MIT researchers have developed a new method of building batteries, solar panels and transistors by using… viruses!
They announced the discovery of a new way of making the nanomaterials by using viruses as microscopic components. These viruses, inoffensive to the human body, were created to serve as microscopic assembly blocks. Initially, they were used for creating a new type of fiber having the same properties as nylon. Because this didn’t prove itself very useful, the researchers continued to modify the virus until it attached itself to various materials used for making the batteries electrodes, transistors and solar panels. This new technology will be used for making new types of products based on the interleaving of virus-created fibers in very thin and flexible structures. This way they could make flexible batteries embedded in your clothing, for example.

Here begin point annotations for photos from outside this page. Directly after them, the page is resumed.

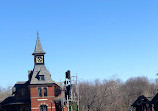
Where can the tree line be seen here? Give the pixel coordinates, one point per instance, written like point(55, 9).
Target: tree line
point(108, 95)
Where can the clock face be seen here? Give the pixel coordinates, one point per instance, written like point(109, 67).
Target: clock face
point(39, 59)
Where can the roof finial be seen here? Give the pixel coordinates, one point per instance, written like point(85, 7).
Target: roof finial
point(37, 33)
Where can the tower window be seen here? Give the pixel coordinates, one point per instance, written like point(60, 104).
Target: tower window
point(43, 108)
point(39, 92)
point(45, 91)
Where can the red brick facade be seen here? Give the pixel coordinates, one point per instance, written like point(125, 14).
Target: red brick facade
point(39, 93)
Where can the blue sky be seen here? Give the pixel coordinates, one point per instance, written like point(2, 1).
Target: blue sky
point(93, 38)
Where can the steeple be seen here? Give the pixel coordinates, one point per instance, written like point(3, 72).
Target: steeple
point(38, 47)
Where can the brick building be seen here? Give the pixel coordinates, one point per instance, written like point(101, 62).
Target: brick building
point(39, 92)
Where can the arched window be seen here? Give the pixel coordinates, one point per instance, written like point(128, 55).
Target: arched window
point(43, 108)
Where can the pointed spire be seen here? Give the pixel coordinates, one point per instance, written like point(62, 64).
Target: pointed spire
point(38, 47)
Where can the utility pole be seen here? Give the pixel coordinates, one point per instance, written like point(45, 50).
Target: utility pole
point(71, 90)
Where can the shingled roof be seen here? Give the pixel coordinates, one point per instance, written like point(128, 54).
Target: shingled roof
point(38, 47)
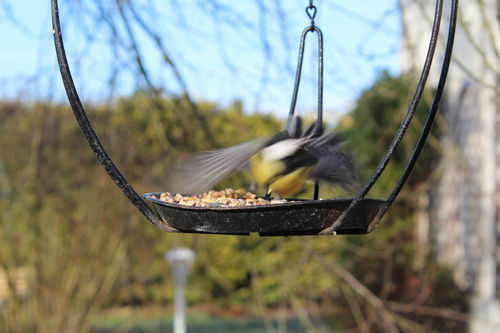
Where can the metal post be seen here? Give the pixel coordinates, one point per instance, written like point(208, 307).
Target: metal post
point(181, 260)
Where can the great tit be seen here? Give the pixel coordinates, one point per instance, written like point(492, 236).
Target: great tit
point(282, 164)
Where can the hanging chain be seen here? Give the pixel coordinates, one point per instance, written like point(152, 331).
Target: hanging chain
point(311, 12)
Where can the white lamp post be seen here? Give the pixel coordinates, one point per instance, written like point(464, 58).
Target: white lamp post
point(181, 260)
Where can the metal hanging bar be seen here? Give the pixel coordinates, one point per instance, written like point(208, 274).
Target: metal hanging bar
point(311, 12)
point(430, 118)
point(406, 122)
point(89, 132)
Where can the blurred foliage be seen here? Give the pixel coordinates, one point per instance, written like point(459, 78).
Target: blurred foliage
point(87, 248)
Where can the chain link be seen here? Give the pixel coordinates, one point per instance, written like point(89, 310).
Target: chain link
point(311, 12)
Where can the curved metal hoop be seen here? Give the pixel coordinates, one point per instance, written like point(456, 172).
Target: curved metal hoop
point(89, 132)
point(406, 121)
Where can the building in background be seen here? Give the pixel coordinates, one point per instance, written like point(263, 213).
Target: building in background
point(464, 208)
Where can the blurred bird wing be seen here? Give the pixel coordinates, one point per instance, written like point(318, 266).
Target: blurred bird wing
point(336, 168)
point(326, 144)
point(203, 171)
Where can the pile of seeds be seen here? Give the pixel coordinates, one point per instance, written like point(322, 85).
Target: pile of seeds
point(224, 198)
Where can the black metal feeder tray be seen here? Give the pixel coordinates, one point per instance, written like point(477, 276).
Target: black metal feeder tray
point(301, 217)
point(358, 215)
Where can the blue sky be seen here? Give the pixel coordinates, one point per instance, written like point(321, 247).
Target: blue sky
point(361, 37)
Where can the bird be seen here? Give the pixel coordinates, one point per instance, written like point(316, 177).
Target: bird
point(282, 164)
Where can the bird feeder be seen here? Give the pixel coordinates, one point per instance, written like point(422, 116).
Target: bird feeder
point(358, 215)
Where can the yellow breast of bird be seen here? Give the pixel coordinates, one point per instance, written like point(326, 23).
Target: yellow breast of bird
point(267, 174)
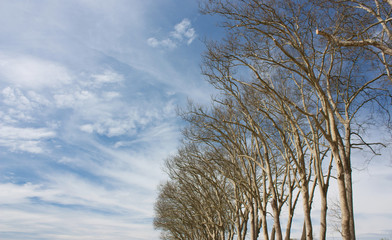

The same principle can be used for creating clothing articles that can work as solar batteries for powering the user’s devices. On of the possible military applications could be the making of an uniform capable to detect various chemical substances.
Self-assembly is one of the fundamental problems of nanotechnology. You have to make individual groups of uncooperative atoms to form functional structures. The proof that this phenomena is possible is nature itself, where life exists by transforming organic molecules into very complex biological machines.
The researchers intend to create programmable DNA sequences that can be integrated into the DNA of the virus. In this way you could manipulate any element of the periodic element for creating complex structures on a nanometric scale.